# Peavey Sheffield 1200 equiv.



## Leuchty (May 21, 2009)

Hey 

Just wanted to know what they're equivalent to. I heard Greenbacks but that was mainly quickly scrolling through the HC forums  after a search on google.

I hate reading HC forums  and there are smarter and more sensible answers here.

thanks guys.


----------



## sami (May 21, 2009)

Well supposedly, the 5150/6505 Sheffield 1200's are SUPPOSED to be modeled after EVH's very worn greenbacks. But I believe the 1200's were around before Peavey made 5150's?


----------



## groph (May 21, 2009)

I typically hear the comparison to Vintage 30's, but the Sheffield's have more bottom end. No first hand experience comparing the two, though.


----------



## budda (May 21, 2009)

Dunno about the number, but I emailed peavey and the XXX labeled sheffields are slightly tweaked V30's in terms of sound.


----------



## warped (May 21, 2009)

I went from a Peavey 5150 cab to a Mesa Recto OS Cab and they sound very different to me. 5150 with Sheffields would really woof/fart out with any reasonable amount of bass dialed it, it was harsh in the high end and very raw sounding compared to the mesa which instantly sounded bigger, fuller, smoother and more toneful. I know a lot maybe due to cab construction not just speakers - anyway - I've used both and wouldn't touch a Peavey/Sheffield cab/speaker again. Sorry - I haven't really answered your question, but I saw you have a Mesa cab too so thought I'd add my 2c


----------



## sami (May 21, 2009)

Yep, the slant cabs fart because of the wood block just rests against the back panel. Just putting foam between will get rid of that.


----------



## warped (May 22, 2009)

sami said:


> Yep, the slant cabs fart because of the wood block just rests against the back panel. Just putting foam between will get rid of that.

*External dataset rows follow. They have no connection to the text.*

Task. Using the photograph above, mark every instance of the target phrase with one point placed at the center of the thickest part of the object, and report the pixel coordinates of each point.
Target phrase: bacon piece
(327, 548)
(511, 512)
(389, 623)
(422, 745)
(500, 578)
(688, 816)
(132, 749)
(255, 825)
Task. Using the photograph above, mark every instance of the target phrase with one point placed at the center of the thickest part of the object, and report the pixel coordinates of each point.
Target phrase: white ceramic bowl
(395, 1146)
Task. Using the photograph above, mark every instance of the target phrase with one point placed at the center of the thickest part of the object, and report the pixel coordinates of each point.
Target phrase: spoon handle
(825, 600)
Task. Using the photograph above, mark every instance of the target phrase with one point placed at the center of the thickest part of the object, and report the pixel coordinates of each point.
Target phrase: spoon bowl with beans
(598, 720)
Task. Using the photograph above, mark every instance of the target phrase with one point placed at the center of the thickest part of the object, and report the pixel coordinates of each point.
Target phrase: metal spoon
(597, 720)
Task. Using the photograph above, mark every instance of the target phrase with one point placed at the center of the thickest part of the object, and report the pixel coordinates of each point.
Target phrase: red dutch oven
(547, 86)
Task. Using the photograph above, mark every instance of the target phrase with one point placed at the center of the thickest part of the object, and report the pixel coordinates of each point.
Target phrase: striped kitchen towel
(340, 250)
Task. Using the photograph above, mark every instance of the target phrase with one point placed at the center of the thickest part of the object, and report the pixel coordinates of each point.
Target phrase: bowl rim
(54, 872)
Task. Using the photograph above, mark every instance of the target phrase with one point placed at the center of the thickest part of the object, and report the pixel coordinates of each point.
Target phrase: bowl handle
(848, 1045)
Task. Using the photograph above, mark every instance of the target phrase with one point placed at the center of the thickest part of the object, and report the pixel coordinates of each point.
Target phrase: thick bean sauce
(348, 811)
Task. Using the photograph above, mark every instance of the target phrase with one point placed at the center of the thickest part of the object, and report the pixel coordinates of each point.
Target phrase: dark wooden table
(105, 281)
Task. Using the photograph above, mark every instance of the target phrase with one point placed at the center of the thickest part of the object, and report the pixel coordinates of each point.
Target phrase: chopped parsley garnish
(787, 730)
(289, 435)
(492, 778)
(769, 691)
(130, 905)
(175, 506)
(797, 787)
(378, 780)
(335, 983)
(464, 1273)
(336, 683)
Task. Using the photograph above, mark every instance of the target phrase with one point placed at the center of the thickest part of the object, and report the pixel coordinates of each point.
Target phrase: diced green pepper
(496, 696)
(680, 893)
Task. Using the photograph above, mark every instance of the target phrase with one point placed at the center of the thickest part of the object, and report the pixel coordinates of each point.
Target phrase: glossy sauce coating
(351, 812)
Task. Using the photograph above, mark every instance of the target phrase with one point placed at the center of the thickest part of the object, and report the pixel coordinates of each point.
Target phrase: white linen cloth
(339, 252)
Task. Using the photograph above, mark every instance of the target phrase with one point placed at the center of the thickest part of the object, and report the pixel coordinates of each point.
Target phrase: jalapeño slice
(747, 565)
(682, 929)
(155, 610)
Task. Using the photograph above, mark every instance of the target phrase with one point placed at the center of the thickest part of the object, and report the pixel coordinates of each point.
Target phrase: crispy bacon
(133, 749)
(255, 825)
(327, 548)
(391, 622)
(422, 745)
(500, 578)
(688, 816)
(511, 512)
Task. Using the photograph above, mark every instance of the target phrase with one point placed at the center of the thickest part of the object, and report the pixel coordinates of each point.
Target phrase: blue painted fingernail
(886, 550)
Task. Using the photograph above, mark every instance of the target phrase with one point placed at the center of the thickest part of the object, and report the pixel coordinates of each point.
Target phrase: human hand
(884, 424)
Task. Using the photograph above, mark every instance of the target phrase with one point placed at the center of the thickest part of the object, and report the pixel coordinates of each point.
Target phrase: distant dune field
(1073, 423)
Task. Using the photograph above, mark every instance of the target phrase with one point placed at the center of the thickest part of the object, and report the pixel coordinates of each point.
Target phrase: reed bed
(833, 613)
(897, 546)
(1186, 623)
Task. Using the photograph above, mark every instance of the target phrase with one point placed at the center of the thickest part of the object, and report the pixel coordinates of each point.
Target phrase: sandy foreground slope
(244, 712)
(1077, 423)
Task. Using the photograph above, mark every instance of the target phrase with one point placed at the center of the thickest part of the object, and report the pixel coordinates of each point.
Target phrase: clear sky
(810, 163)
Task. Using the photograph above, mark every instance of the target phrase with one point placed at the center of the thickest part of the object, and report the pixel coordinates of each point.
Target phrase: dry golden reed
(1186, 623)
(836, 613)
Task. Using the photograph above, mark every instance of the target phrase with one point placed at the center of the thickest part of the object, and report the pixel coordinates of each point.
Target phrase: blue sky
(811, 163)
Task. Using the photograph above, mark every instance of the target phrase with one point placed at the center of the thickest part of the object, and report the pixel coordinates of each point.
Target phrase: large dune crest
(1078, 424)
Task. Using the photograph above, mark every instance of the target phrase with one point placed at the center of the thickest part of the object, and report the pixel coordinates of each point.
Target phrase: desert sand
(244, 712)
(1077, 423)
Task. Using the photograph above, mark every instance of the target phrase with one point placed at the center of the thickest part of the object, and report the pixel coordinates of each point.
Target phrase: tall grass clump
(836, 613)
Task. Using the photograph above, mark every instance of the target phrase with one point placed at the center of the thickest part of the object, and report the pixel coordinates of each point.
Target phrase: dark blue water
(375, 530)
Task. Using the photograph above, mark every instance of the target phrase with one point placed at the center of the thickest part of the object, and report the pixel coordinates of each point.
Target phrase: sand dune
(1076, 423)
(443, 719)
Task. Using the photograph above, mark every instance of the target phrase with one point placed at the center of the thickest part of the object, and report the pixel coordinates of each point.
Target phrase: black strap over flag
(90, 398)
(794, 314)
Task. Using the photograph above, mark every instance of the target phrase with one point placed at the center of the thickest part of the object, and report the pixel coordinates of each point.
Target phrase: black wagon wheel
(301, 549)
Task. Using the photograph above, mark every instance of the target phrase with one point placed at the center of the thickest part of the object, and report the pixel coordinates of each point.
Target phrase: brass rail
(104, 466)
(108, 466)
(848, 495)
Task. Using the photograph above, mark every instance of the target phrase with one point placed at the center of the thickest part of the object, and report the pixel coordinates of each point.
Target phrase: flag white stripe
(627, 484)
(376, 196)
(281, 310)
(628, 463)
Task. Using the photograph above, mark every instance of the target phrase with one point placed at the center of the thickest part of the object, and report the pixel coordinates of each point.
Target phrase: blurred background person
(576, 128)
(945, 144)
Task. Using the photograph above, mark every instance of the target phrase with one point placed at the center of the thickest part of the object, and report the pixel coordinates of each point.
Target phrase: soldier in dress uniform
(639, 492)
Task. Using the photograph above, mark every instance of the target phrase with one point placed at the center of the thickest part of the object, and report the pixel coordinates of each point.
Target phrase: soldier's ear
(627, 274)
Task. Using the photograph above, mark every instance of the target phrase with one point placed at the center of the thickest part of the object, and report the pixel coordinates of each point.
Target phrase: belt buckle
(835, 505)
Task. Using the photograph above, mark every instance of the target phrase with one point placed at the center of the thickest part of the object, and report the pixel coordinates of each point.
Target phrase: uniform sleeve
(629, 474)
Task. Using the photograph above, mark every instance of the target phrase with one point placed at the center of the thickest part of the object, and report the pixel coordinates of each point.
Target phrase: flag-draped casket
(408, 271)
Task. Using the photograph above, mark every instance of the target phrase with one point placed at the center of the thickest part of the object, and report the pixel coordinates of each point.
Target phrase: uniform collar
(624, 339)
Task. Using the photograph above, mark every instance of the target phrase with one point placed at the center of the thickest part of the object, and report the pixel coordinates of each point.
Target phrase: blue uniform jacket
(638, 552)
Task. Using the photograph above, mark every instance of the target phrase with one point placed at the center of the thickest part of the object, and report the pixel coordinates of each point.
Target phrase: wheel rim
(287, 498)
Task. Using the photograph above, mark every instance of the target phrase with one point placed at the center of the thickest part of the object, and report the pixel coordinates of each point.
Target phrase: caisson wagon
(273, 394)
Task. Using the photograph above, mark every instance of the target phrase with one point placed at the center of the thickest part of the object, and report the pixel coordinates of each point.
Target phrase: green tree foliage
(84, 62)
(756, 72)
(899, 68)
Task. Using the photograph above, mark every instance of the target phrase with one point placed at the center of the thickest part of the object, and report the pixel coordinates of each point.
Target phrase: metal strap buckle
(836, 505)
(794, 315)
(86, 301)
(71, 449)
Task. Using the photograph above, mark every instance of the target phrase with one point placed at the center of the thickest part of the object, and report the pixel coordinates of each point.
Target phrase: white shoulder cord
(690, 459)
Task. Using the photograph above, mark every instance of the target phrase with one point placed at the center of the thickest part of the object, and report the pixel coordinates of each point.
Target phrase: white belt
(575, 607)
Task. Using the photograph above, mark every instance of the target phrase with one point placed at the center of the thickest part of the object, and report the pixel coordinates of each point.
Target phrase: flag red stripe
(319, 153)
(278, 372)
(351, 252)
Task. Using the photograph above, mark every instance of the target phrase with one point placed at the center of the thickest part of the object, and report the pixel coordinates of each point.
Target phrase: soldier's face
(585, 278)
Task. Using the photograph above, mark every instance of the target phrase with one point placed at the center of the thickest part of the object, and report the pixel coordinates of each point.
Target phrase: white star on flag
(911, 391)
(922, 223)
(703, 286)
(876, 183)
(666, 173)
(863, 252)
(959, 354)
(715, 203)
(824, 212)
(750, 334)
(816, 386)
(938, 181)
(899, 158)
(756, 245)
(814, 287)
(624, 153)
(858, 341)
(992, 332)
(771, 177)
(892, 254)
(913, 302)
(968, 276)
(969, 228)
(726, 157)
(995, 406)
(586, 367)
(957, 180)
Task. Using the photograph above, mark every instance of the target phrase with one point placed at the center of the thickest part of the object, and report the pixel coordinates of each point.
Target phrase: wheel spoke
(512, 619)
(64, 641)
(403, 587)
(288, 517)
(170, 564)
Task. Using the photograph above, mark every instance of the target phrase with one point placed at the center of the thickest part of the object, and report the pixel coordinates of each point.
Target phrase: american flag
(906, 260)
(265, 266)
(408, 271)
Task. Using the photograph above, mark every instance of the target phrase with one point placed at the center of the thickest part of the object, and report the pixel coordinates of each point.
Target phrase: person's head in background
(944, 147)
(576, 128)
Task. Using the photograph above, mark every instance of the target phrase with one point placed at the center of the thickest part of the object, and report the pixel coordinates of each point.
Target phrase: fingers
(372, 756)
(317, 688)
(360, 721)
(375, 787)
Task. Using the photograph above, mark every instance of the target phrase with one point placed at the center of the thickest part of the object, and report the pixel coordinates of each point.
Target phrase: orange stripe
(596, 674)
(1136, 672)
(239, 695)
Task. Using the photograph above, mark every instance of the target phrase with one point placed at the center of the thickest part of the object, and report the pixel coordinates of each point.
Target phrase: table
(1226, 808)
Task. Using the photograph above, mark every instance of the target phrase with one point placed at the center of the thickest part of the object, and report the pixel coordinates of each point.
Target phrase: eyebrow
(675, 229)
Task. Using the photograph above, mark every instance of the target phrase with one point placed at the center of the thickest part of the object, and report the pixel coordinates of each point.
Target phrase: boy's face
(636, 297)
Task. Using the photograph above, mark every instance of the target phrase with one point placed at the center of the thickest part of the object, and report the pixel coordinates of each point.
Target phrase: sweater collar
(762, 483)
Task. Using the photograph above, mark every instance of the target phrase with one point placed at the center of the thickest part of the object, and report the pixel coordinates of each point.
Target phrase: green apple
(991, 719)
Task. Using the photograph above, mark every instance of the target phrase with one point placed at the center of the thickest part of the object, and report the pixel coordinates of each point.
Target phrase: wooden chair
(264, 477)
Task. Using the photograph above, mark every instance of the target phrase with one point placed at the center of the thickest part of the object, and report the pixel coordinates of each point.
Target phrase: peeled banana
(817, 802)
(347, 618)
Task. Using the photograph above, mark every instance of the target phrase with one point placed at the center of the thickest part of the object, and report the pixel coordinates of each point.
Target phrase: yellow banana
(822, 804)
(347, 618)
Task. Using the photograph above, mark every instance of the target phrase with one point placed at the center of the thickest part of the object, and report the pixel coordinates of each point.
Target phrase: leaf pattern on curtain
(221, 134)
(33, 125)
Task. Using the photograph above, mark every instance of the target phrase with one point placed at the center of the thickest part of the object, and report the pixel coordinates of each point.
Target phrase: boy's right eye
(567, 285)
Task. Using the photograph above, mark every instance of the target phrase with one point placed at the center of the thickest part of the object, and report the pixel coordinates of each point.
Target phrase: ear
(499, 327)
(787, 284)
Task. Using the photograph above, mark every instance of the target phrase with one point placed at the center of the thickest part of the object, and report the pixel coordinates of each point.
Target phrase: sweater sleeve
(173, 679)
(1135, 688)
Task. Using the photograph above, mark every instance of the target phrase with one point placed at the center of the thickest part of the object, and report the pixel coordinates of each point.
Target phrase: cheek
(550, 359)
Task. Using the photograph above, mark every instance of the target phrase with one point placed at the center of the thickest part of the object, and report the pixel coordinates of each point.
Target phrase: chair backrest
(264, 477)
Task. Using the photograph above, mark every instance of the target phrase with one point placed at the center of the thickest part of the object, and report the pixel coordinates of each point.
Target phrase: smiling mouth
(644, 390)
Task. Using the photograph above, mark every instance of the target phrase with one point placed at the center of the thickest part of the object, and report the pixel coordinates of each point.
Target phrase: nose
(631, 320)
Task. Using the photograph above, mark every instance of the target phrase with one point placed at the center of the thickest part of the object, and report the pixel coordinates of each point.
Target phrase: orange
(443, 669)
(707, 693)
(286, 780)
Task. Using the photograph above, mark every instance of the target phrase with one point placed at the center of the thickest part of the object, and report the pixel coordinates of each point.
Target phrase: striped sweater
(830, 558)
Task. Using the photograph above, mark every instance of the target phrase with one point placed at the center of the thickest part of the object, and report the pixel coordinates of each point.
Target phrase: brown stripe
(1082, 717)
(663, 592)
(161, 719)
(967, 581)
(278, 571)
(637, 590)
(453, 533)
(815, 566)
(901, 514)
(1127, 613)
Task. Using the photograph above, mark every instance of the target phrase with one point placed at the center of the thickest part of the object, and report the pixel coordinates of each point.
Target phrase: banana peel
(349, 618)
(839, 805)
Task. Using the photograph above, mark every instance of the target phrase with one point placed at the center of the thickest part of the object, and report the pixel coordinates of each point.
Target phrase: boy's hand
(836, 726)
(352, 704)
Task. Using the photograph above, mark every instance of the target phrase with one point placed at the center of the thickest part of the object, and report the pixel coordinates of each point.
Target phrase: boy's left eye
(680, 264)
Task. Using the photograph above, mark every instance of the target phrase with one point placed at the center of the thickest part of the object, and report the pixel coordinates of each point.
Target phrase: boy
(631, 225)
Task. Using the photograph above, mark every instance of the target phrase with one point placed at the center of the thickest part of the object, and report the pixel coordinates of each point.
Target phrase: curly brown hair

I had a foam block, and I put a screw through the back panel into that block - it just couldn't keep it together in the low end. We were tuning to G# which I don't supposed the original makers of the cab ever intended it to be replicating, but the Mesa handles it pretty well (could be a little tighter?), the peavey couldn't.


----------



## sami (May 22, 2009)

Ahh, yeah that's prolly it! lol. The straight cabs don't have that problem.


----------



## Leuchty (May 22, 2009)

sami said:


> Well supposedly, the 5150/6505 Sheffield 1200's are SUPPOSED to be modeled after EVH's very worn greenbacks. But I believe the 1200's were around before Peavey made 5150's?


 
Thats pretty much what I heard aswell. Thanks Sami!



budda said:


> Dunno about the number, but I emailed peavey and the XXX labeled sheffields are slightly tweaked V30's in terms of sound.


 
Perhaps 1230? not sure either. cheers tho Justin.



warped said:


> I went from a Peavey 5150 cab to a Mesa Recto OS Cab and they sound very different to me. 5150 with Sheffields would really woof/fart out with any reasonable amount of bass dialed it, it was harsh in the high end and very raw sounding compared to the mesa which instantly sounded bigger, fuller, smoother and more toneful. I know a lot maybe due to cab construction not just speakers - anyway - I've used both and wouldn't touch a Peavey/Sheffield cab/speaker again. Sorry - I haven't really answered your question, but I saw you have a Mesa cab too so thought I'd add my 2c


 
Thats cool 2c are always welcome .

When I changed to a mesa cab. It really seemed like the 6505 cab was hiding half of the tone. V30's seem so much more crisp to the sheffies.

I was running a fair amount of treble and pres with the sheffies than changed cabs, left the settings and felt blood running from my ears.


----------